RonButters at AOL.COM RonButters at AOL.COM
Tue Jun 27 21:49:55 UTC 2006

In a message dated 6/27/06 3:15:38 PM, nee1 at MIDWAY.UCHICAGO.EDU writes:

> Someone suggested that kidnapping implies (or actually describes) a
> situation in which the taking of a person has the intended goal of
> money or some specific action (e.g., the release of prisoners). While
> that is certainly an issue in the more recent case (apparently the
> captors of the Israeli soldier are making demands to ensure his
> release), as far as I can tell (I was out of town all last week, so
> not following the story very closely), the American soldiers were
> found dead and there is nothing to indicate that there was anything
> "behind" their capture (or anything more than usual in a war).
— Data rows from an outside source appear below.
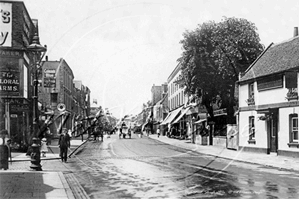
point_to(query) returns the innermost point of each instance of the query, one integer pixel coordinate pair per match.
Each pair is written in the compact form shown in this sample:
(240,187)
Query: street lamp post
(36,49)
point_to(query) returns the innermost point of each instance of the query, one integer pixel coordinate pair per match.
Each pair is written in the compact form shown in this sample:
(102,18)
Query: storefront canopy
(183,113)
(172,115)
(199,121)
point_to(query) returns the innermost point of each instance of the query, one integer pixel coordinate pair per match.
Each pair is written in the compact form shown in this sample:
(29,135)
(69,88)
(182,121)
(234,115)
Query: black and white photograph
(149,99)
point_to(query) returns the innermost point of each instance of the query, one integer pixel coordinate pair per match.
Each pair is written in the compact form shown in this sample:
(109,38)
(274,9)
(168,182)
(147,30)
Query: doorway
(273,130)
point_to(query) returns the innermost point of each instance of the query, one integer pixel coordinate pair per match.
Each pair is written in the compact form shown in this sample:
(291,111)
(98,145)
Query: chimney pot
(295,31)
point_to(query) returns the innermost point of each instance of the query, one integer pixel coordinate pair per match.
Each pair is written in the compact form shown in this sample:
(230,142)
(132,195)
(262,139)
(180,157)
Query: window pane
(295,122)
(295,135)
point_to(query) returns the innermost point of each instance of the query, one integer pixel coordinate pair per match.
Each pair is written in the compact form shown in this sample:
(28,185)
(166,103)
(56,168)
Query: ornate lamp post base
(35,156)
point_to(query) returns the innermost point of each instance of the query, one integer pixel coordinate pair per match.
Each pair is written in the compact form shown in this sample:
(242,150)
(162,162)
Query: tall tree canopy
(213,56)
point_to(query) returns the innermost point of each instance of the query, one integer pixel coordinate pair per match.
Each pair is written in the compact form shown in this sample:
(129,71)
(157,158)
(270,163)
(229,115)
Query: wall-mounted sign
(292,94)
(250,101)
(9,82)
(6,24)
(10,53)
(272,82)
(49,78)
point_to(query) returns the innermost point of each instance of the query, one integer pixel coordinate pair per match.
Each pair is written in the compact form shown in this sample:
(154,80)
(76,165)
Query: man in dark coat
(64,144)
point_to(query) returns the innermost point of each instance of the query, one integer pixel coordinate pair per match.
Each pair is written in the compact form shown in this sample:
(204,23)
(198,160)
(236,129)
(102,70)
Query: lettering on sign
(8,53)
(292,94)
(9,81)
(49,78)
(5,24)
(250,101)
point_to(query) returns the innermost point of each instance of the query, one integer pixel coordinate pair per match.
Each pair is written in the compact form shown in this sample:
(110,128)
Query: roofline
(268,75)
(176,69)
(261,54)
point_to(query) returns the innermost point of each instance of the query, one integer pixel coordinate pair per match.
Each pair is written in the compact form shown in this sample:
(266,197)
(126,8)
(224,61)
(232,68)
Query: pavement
(272,160)
(54,181)
(19,181)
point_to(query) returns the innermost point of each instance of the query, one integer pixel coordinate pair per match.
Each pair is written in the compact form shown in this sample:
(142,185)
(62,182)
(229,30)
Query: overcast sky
(120,48)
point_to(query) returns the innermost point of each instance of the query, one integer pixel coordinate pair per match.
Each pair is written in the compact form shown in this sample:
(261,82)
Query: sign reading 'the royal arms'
(9,82)
(5,24)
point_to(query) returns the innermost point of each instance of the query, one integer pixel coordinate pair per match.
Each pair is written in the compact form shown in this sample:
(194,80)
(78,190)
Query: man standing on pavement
(158,132)
(64,144)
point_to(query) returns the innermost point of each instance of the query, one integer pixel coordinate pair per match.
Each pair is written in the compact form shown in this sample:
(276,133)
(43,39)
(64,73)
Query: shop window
(251,129)
(294,128)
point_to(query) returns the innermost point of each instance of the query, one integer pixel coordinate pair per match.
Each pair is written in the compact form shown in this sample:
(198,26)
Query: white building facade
(269,101)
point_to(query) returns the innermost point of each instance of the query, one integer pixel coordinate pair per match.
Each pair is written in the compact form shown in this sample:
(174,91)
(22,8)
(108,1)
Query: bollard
(4,157)
(35,156)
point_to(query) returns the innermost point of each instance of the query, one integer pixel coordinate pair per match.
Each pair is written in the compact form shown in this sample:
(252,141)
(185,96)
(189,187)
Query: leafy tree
(214,54)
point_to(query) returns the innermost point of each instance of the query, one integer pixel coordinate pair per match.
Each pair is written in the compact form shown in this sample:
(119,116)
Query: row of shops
(266,119)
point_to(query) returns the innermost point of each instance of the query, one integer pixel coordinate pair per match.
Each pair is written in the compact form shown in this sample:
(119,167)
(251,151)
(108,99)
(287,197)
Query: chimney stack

Kidnapping--at least in North Carolina--does not require holding someone for
ransom. Rapists are frequently charged with kidnapping if they force the
victim to go with them.

Soldiers who are captured for the purpose of being bartered for the release
of someone else could perhaps more accurately be described as " captured and
taken hostage."

The fact that the "enemy" in Iraq might be viewed as something other than
soldiers serving in the armed forces of a foreign military perhaps conditions one
to think of their actions as civil crimes rather than acts of war. On the
other hand, our government keeps insisting that we are "at war" and that there is
an "enemy," so in that sense the use of "kidnapped" seems unjustified and

However, I suspect that the real reason that "kidnapped" is used is not some
nefarious jingoistic propaganda plot, but merely the result of the fact that
"kidnapped" was used by the press--more or less legitimately--to describe
private citizens who were captured by anti-government forces, held for ransom of
one sort or another, and sometimes displayed on television (and even beheaded
before the cameras). It is a natural, if nonconventional, extension of the
old-fashioned use of the word undr such circumstances to describe soldiers who are
fighting a decidedly nonconventional enemy.